60. Or, en l’espèce, s’il est vrai que les sommes que les requérants ont dû verser aux parties adverses sont sorties de leur patrimoine, cela a été le résultat d’un litige entre particuliers n’engageant la responsabilité de l’État que de manière indirecte, soit par l’obligation positive de mettre en place des procédures de nature à protéger les droits de chacun au respect de ses biens. La Cour rappelle, à cet égard, son constat selon lequel il n’y a pas eu, en l’occurrence, violation du droit à un procès équitable (paragraphe 53 ci‑dessus).

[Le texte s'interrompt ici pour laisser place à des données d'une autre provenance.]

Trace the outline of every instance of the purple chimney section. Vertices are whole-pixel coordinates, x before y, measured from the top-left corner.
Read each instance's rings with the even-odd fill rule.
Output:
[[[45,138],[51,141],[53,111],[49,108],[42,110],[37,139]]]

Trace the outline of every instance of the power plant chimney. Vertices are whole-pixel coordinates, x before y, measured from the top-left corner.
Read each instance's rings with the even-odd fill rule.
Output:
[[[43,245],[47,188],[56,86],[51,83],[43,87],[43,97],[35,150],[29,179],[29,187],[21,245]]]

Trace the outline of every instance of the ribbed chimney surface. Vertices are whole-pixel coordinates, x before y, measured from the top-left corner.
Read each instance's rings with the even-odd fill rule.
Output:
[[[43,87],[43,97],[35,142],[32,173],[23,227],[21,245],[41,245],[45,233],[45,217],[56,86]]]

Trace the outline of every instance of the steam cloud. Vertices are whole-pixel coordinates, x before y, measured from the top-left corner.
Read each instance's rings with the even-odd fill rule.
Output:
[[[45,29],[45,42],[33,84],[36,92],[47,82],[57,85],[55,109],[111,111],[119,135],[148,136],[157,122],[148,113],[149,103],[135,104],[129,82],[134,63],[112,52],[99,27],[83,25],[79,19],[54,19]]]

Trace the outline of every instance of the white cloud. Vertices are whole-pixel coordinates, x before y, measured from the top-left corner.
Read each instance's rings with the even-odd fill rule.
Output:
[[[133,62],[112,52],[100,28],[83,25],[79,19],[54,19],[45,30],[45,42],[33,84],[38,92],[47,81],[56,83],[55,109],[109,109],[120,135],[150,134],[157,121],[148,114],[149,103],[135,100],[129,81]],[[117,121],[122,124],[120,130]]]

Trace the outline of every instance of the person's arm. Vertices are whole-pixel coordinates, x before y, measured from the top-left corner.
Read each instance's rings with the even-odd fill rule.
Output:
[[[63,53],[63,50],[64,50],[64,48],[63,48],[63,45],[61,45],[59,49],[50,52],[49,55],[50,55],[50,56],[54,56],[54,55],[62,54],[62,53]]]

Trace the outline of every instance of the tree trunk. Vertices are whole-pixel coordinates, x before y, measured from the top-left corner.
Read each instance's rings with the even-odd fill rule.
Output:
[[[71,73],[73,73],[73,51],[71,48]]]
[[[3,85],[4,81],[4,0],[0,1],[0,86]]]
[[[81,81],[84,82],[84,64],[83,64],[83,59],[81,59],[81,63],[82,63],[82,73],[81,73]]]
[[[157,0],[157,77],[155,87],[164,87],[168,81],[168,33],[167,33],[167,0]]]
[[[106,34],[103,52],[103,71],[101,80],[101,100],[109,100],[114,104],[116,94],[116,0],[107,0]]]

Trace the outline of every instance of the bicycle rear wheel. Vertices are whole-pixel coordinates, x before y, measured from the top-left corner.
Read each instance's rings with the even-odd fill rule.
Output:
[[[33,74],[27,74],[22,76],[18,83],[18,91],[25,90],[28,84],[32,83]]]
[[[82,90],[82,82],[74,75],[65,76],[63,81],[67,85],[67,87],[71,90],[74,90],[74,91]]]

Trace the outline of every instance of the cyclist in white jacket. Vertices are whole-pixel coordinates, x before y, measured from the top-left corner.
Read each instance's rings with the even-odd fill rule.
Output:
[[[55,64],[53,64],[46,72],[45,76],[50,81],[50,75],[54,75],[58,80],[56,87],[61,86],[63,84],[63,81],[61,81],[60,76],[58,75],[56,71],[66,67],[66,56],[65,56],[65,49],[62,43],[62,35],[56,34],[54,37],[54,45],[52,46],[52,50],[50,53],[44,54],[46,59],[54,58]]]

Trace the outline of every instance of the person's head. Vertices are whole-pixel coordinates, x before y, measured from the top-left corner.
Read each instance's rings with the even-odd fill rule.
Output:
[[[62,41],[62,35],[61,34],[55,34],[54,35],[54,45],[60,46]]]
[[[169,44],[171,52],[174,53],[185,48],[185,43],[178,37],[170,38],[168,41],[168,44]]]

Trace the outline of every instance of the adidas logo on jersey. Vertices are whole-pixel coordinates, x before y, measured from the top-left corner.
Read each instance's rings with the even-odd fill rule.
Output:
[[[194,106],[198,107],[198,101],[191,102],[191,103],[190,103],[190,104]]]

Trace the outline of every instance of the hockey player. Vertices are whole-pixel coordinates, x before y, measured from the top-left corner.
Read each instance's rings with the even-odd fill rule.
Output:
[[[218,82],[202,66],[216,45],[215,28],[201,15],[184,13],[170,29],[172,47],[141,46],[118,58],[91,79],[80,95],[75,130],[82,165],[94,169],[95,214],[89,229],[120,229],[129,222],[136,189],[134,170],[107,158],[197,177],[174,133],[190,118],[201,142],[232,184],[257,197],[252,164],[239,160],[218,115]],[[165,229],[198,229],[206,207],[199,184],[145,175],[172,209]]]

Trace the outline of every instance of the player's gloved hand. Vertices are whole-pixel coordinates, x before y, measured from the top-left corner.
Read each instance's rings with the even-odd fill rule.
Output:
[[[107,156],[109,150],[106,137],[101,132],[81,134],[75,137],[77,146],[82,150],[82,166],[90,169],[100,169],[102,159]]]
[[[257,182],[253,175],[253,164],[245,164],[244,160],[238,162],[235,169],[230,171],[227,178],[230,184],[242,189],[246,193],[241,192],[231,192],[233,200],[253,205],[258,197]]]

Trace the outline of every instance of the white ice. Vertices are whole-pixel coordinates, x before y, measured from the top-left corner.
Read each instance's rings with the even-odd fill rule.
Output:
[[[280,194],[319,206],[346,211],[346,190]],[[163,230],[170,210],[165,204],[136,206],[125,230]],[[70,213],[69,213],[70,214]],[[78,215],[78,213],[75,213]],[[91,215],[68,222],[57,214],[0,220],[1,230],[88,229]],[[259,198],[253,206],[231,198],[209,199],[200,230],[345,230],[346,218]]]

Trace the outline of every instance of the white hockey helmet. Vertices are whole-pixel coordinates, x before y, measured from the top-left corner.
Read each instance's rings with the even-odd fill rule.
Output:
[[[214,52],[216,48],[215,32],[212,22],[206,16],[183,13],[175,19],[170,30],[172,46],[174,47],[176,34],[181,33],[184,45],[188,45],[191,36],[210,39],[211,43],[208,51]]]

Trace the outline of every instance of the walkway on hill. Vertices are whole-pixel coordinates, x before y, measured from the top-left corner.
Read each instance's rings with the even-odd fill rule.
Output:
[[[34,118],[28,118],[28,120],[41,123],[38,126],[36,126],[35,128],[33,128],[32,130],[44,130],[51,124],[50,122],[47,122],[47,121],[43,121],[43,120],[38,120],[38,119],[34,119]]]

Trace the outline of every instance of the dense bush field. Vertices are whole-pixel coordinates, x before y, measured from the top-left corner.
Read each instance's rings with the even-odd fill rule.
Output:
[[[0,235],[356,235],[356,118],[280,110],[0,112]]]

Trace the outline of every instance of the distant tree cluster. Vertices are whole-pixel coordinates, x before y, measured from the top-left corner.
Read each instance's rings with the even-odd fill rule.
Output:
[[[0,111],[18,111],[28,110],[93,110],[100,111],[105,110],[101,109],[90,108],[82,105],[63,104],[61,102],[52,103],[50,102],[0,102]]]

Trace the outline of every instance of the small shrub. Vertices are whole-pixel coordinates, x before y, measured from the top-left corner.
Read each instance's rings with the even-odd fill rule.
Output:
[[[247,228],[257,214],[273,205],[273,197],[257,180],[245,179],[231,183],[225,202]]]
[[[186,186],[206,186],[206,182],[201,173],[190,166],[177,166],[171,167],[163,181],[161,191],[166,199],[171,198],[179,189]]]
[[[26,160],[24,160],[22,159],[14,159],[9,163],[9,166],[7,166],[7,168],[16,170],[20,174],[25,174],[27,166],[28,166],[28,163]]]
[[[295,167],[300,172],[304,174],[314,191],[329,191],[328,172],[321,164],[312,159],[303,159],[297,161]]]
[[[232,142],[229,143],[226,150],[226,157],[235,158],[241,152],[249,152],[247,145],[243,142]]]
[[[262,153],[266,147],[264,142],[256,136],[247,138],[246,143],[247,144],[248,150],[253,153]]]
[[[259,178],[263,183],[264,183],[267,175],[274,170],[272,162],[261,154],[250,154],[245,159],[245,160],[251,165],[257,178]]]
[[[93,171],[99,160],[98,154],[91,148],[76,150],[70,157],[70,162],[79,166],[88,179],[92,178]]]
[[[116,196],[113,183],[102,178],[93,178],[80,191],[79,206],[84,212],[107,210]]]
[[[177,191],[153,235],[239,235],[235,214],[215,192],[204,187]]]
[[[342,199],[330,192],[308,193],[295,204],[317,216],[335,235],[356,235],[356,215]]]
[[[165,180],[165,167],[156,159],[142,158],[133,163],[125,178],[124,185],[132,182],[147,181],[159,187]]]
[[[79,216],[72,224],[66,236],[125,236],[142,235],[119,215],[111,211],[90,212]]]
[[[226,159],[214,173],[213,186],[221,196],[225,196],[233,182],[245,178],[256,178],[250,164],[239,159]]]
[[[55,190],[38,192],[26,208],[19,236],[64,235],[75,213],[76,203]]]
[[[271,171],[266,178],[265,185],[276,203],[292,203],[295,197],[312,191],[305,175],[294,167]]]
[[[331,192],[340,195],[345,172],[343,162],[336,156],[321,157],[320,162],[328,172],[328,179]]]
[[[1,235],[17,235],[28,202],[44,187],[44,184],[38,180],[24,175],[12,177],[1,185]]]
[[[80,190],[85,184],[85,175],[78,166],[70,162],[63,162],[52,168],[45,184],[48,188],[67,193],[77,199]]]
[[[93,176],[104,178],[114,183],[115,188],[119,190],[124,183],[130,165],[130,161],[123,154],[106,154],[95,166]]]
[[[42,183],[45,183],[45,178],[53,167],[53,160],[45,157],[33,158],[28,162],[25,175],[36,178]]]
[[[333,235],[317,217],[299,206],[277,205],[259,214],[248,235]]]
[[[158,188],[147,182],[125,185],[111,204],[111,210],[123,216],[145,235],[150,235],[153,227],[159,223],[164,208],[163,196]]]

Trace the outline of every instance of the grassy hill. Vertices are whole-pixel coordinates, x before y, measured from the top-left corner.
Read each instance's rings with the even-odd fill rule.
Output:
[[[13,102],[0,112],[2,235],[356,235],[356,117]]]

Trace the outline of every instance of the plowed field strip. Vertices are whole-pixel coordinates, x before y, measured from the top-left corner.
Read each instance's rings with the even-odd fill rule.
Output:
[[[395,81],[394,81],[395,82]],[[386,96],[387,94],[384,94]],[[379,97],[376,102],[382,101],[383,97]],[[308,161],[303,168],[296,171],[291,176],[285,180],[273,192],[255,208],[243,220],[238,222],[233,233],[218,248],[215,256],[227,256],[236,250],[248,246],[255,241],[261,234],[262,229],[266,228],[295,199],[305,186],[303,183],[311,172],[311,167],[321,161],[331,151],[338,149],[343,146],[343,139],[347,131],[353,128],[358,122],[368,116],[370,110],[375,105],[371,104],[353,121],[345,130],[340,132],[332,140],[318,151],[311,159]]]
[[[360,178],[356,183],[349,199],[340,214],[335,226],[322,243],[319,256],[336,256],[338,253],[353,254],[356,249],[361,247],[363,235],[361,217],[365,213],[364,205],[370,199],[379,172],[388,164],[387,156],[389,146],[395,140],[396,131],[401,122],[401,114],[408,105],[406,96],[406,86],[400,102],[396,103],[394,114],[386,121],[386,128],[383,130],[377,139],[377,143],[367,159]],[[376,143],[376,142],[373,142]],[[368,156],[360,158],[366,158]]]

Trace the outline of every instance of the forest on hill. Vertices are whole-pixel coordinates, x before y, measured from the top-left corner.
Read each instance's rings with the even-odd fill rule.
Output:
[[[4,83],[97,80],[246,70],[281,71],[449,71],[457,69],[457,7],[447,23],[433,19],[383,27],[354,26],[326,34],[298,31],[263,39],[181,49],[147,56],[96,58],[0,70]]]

Par conséquent, cette obligation positive n’a pas été enfreinte.
61. Partant, la Cour estime que le grief tiré de l’article 1 du Protocole no 1 est manifestement mal fondé et doit être rejeté en application de l’article 35 §§ 3 a) et 4 de la Convention.
PAR CES MOTIFS, LA COUR, À L’UNANIMITÉ,
1. Joint au fond l’exception tirée du défaut de qualité de victime tirée de l’article 6 § 1 de la Convention et la rejette ;
2. Déclare le grief concernant l’article 6 § 1 de la Convention recevable et le restant de la requête irrecevable ;
3. Dit qu’il n’y a pas eu violation de l’article 6 § 1 de la Convention ;
Fait en français, puis communiqué par écrit le 19 novembre 2020, en application de l’article 77 §§ 2 et 3 du règlement.
Renata Degener Ksenija Turković
Greffière adjointe Présidente
ANNEXE
Liste des requérants
No. | Prénom NOM | Date de naissance | Lieu de résidence |
1. | Kyriaki EFSTRATIOU | 07/12/1944 | Alimos |
2. | Amalia EFSTRATIOU | 25/03/1982 | Athènes |
3. | Neofytos EFSTRATIOU | 09/09/1948 | Athènes |
4. | Anna SAMIOTOU | 21/05/1967 | Athènes |
5. | Kalliopi SAMIOTOU | 28/09/1968 | Athènes |
[1] 187 334,74 EUR pour le capital, 130 603,41 EUR pour les intérêts et 16 392,80 EUR pour frais.